The level is considered completed if the player reaches the n -th segment, following the rules described above. After some thought, Polycarp realized that it is impossible to complete the level with some values of k .

Polycarp does not want the level to be too easy, so he asks you to determine the minimum integer k with which it is possible to complete the level.

输入格式

The first line contains a single integer t ( 1 \le t \le 10^4 )—the number of test cases. Descriptions of the test cases follow.

The first line of each test case contains a single integer n ( 1 \le n \le 2 \cdot 10^5 )—the number of segments in the level.

The following n lines.

The i -th line contain two integers l_i and r_i ( 0 \le l_i \le r_i \le 10^9 )—the boundaries of the i -th segment. Segments may intersect.

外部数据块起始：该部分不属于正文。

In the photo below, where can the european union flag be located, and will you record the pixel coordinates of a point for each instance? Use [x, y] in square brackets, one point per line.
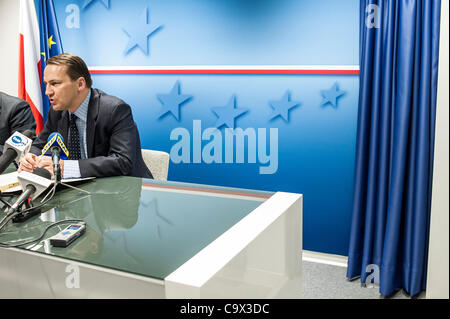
[50, 43]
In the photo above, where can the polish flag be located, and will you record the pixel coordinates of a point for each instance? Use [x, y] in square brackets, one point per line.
[30, 61]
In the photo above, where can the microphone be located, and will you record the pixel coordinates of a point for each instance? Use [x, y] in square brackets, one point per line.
[33, 184]
[15, 148]
[57, 150]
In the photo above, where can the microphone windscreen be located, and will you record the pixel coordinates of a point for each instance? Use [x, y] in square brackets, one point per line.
[53, 134]
[42, 172]
[30, 134]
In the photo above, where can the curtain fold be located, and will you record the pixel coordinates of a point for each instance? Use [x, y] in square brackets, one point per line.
[395, 140]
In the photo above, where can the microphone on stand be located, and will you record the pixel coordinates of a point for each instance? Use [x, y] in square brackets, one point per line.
[33, 185]
[15, 148]
[57, 150]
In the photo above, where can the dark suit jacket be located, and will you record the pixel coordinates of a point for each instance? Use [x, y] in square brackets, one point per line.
[15, 115]
[113, 144]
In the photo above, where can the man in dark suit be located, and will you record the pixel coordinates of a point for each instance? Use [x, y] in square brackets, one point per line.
[15, 115]
[98, 129]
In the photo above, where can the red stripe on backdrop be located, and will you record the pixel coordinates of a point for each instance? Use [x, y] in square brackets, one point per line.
[37, 115]
[231, 71]
[21, 92]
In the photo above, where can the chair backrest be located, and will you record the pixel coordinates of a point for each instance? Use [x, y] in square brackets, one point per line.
[157, 162]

It is guaranteed that the sum of n over all test cases does not exceed 2 \cdot 10^5 .

输出格式

For each test case, output a single integer—the minimum value of k with which it is possible to complete the level.

样例 #1

样例输入 #1

4
5
1 5
3 4
5 6
8 10
0 1
3
0 2
0 1
0 3
3
3 8
10 18
6 11
4
10 20
0 5
15 17
2 2

样例输出 #1

7
0
5
13

提示

In the third example, the player can make the following moves:

• Move from point 0 to point 5 ( 3 \le 5 \le 8 );
• Move from point 5 to point 10 ( 10 \le 10 \le 18 );
• Move from point 10 to point 7 ( 6 \le 7 \le 11 ).

Note that for the last move, the player could have chosen not to move and still complete the level.

二分思路

这题本身想到二分并不难，但是check函数并不好写，因为k只是每步的一个最大值，具体每步的最优解并不能确定。我最开始正向想了很久，都没办法解决每步具体走多远的问题，而且还牵扯到是正向走还是反向走。最后看了题解才明白。

这题既然正向思考不通过，那么可以反向思考，想每一步走后都会落在哪里，求出每步可能走到的范围，与下一步要求的范围求交集，为空则该方案不可行。

对于每步的范围，设 l , r 为目前可走到的左右边界,( lnxt, rnxt )为下一步的要求范围，则 ( l - k, r + k ) 即为下一步可走到的范围，则 ( l - k, r + k ) \cap ( lnxt, rnxt )即为下一步按题意能到达的范围

求并集

这里还有个小问题，并集怎么求。
其实只要找到两集合左端点的最大值，和右端点的最小值，最后用得到的新的左右端点的大小判断是否为空就行了。

l = max(l, li[i]);
r = min(r, ri[i]);
if (l > r) return false;

AC代码

#define _CRT_SECURE_NO_WARNINGS 1
#include <stdio.h>
#include <iostream>

using namespace std;

const int MAX = 2e5 + 10;

int li[MAX];
int ri[MAX];//每步要求区域

bool check(int x, int n)
{
    int l = 0, r = x;//可到达区域 
    for (int i = 1; i <= n; i++)
    {
        l = max(l, li[i]);
        r = min(r, ri[i]);
        if (l > r) return false;
        l -= x;
        r += x;
    }
    return true;
}

int main()
{
    int t;
    cin >> t;
    while (t--)
    {
        int n = 0;
        scanf("%d", &n);//步数
        for (int i = 1; i <= n; i++) scanf("%d %d", &li[i], &ri[i]);

        int l = 0, r = 1e9, mid = 0;
        while (l < r)
        {
            mid = l + r >> 1;
            if (check(mid, n)) r = mid;
            else l = mid + 1;
        }//二分

        printf("%d\n", l);
    }
    return 0;
}